Although receiving little attention, California regulations have long required employers in many industries to provide seats for employees when the nature of the work permits it. Now, because of a flurry of lawsuits alleging violations of the regulations, employers are advised to sit up and take note. Costly litigation might be avoided for the price of a stool!
In two recent cases, Bright v. 99¢ Only Store1 and Home Depot v. Superior Court,2 California courts of appeal have ruled that employees may bring class action lawsuits against employers who fail to provide them with seats during work hours.
The specific requirement is:
All working employees shall be provided with suitable seats when the nature of the work reasonably permits the use of seats.

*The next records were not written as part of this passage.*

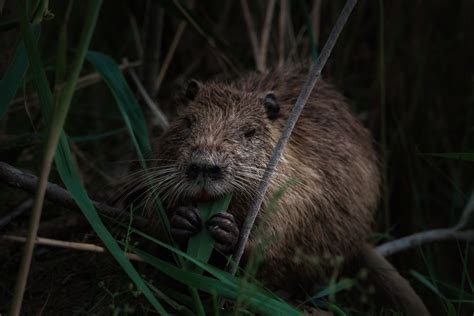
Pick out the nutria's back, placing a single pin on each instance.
(231, 130)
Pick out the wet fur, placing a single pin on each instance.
(327, 214)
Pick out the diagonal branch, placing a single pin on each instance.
(418, 239)
(313, 77)
(56, 194)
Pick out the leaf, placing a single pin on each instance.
(14, 74)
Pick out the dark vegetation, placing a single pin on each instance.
(406, 65)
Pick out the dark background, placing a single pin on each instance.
(406, 65)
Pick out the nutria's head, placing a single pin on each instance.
(219, 144)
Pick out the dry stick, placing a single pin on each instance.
(266, 34)
(56, 194)
(67, 244)
(20, 209)
(313, 77)
(252, 32)
(82, 82)
(316, 18)
(421, 238)
(160, 116)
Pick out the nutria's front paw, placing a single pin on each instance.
(185, 222)
(225, 231)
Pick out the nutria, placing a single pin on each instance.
(222, 143)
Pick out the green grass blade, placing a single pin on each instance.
(259, 302)
(125, 99)
(64, 160)
(130, 110)
(14, 74)
(259, 294)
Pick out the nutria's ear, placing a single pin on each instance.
(271, 105)
(192, 89)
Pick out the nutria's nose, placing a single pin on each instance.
(207, 171)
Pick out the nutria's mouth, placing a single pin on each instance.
(204, 196)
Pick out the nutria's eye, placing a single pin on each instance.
(189, 121)
(250, 133)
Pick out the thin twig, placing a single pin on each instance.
(316, 19)
(252, 32)
(160, 116)
(20, 209)
(282, 19)
(419, 239)
(58, 117)
(429, 236)
(27, 182)
(313, 77)
(267, 25)
(136, 35)
(68, 245)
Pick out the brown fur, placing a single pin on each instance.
(327, 214)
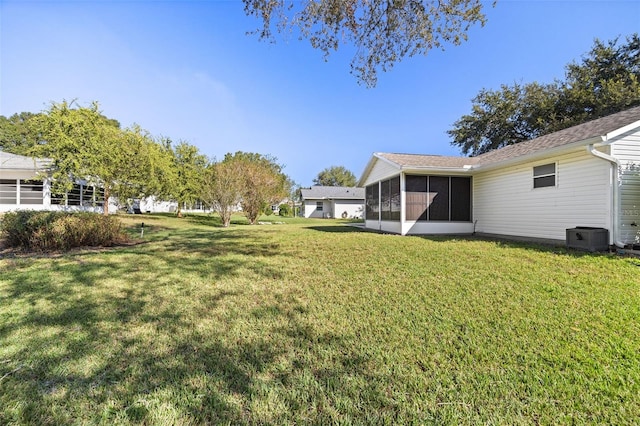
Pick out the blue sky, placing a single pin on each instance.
(188, 71)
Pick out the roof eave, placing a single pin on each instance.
(464, 169)
(376, 156)
(608, 138)
(539, 154)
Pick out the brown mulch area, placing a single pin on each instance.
(11, 252)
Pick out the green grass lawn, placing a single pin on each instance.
(316, 322)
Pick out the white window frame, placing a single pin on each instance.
(542, 174)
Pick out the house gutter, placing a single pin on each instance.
(615, 166)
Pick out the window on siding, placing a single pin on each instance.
(71, 198)
(544, 176)
(8, 191)
(372, 202)
(460, 199)
(31, 192)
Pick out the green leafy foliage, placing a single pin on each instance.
(186, 173)
(17, 136)
(382, 31)
(607, 80)
(335, 176)
(47, 231)
(84, 144)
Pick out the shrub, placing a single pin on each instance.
(46, 231)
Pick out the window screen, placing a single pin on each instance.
(544, 176)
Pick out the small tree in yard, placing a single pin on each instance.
(222, 188)
(264, 183)
(84, 144)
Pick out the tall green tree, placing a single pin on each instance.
(187, 179)
(222, 188)
(607, 80)
(84, 144)
(17, 136)
(335, 176)
(382, 31)
(264, 183)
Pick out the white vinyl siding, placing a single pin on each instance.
(348, 209)
(627, 151)
(505, 202)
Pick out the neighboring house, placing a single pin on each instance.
(24, 186)
(587, 175)
(333, 202)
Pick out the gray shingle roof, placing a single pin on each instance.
(582, 132)
(418, 160)
(20, 162)
(332, 192)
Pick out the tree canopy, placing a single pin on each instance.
(17, 136)
(85, 145)
(187, 175)
(382, 31)
(607, 80)
(335, 176)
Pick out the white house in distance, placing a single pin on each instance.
(24, 186)
(584, 176)
(333, 202)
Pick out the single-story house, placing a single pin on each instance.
(333, 202)
(24, 185)
(583, 176)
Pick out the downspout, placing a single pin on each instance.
(615, 166)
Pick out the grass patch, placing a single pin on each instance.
(314, 322)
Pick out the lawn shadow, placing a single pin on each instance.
(89, 352)
(542, 247)
(335, 228)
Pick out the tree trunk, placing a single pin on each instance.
(105, 207)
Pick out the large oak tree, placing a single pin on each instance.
(85, 145)
(382, 31)
(605, 81)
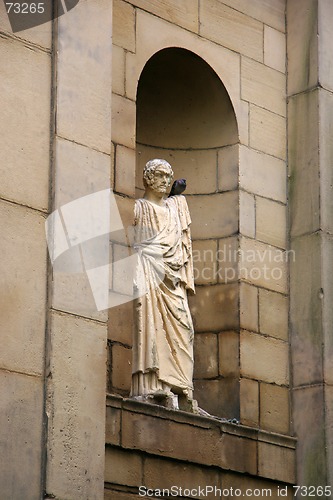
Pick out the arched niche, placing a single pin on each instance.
(185, 115)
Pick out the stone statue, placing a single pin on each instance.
(163, 331)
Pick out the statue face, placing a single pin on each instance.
(161, 179)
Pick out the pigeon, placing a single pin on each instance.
(178, 187)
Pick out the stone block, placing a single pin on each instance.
(84, 36)
(205, 261)
(205, 355)
(277, 463)
(232, 29)
(229, 354)
(273, 314)
(228, 168)
(121, 323)
(118, 70)
(123, 26)
(123, 467)
(41, 36)
(262, 174)
(184, 14)
(21, 429)
(121, 367)
(247, 214)
(218, 397)
(214, 216)
(227, 260)
(302, 45)
(306, 304)
(274, 408)
(274, 49)
(24, 158)
(198, 167)
(76, 407)
(325, 20)
(248, 307)
(123, 121)
(263, 86)
(326, 151)
(303, 150)
(113, 425)
(23, 275)
(249, 402)
(264, 358)
(215, 308)
(263, 265)
(309, 426)
(271, 12)
(268, 132)
(125, 171)
(180, 474)
(271, 222)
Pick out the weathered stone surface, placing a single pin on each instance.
(274, 408)
(274, 49)
(249, 402)
(205, 261)
(180, 474)
(229, 354)
(302, 45)
(205, 355)
(184, 14)
(264, 358)
(24, 158)
(248, 307)
(118, 70)
(21, 425)
(232, 29)
(247, 214)
(123, 25)
(198, 167)
(306, 310)
(76, 407)
(308, 414)
(84, 36)
(271, 222)
(303, 146)
(263, 265)
(262, 174)
(121, 367)
(263, 86)
(125, 171)
(228, 168)
(23, 275)
(39, 35)
(215, 308)
(276, 462)
(271, 12)
(267, 132)
(326, 152)
(123, 467)
(214, 216)
(273, 314)
(121, 323)
(123, 121)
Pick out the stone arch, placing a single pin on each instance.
(185, 115)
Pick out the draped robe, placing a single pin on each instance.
(163, 330)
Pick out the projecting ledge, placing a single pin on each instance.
(156, 430)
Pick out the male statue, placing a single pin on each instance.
(163, 330)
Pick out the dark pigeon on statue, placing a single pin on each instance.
(178, 187)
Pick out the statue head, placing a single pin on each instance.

When employees are not engaged in the active duties of their employment and the nature of the work requires standing, an adequate number of suitable seats shall be placed in reasonable proximity to the work area and employees shall be permitted to use such seats when it does not interfere with the performance of their duties.3
To varying degrees, employee-seating requirements exist in at least 10 other states including Florida, Massachusetts, Montana, New Jersey, New York, Oregon, Pennsylvania, South Dakota, West Virginia, and Wisconsin.
Although it used to be that only the labor commissioner could enforce the California requirement, now, under the Private Attorney General Act (PAGA), employees can step into the shoes of the labor commissioner and sue on behalf of themselves and others. Penalties can add up quickly: $100 for each aggrieved employee for each pay period for the initial violation, and $200 for each aggrieved employee for each pay period for each subsequent violation.